Thalia, Heretic Cathar
Thalia, in her Guardian of Thraben form, is high in the rankings of best creatures ever printed, being a format staple in Modern, Legacy, and Vintage, even after rotating out of Standard. Now you have Thalia, Heretic Cathar, which seems poised to carry on the tradition.
As a 3/2 first strike, Thalia unloads damage at a reasonable rate, and is better in combat than most creatures that cost less than 4 mana. Making opposing creatures enter the battlefield tapped is great at forcing extra damage past would-be blockers, and gives you a level of security against flash creatures like Archangel Avacyn. Forcing nonbasic lands to enter the battlefield tapped will cut most opponents off of nearly a full mana per turn, which is the type of advantage that will decide a lot of games of Constructed. Even forgetting about long-term advantage, simply delaying that crucial Languish by one turn can often decide a game!
For the same reasons, Thalia, Heretic Cathar probably also has applications in Modern and Legacy (though I’d be surprised to see her alongside Thalia, Guardian of Thraben in Vintage).
I made the claim that Thalia’s Lancers would be a Limited bomb when you had a legendary card in your deck to go find. In Constructed, the 4/4 first strike body is below par for a 5-mana creature, but the ability to search for a legendary card is much, much stronger.
Some natural pairings for Thalia’s Lancers include Archangel Avacyn, Nissa, Vastwood Seer, and Kalitas, Traitor of Ghet. I’d also like to point out that the Lancers can find any legendary permanent, not just creatures. In Standard, this includes some niche cards like Pyromancer’s Goggles and Oath of Liliana. In older formats, it extends to legendary lands and some silver-bullet cards like Umezawa’s Jitte.

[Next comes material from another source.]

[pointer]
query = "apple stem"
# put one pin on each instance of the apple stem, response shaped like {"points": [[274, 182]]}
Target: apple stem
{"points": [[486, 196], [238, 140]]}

I think Thalia’s Lancers might be a sleeper card for the upcoming Standard season.
Top 5 White Cards
The cards that made my Top 5 list are the ones that look like they can fill an important niche in Constructed and do their job well. White has plenty of other cards—like Deploy the Gatewatch—that look to be on Constructed power level, but might not have a clear home at this point in time.
Remember that Eldritch Moon is a small set, so you’re not necessarily looking to revolutionize things here, but instead to plug holes and upgrade existing cards. Thalia, Heretic Cathar is going to be a major player. Spirits in general and Selfless Spirit in particular are going to be change the landscape of Standard.
Beyond that, will there be a white control deck? Is it worth trying to meld two powerful Angels into a game-winning Eldrazi? What about decks based around enchantments and equipment? White offers a few surefire Standard playables as well as a toolbox of other toys to play around with.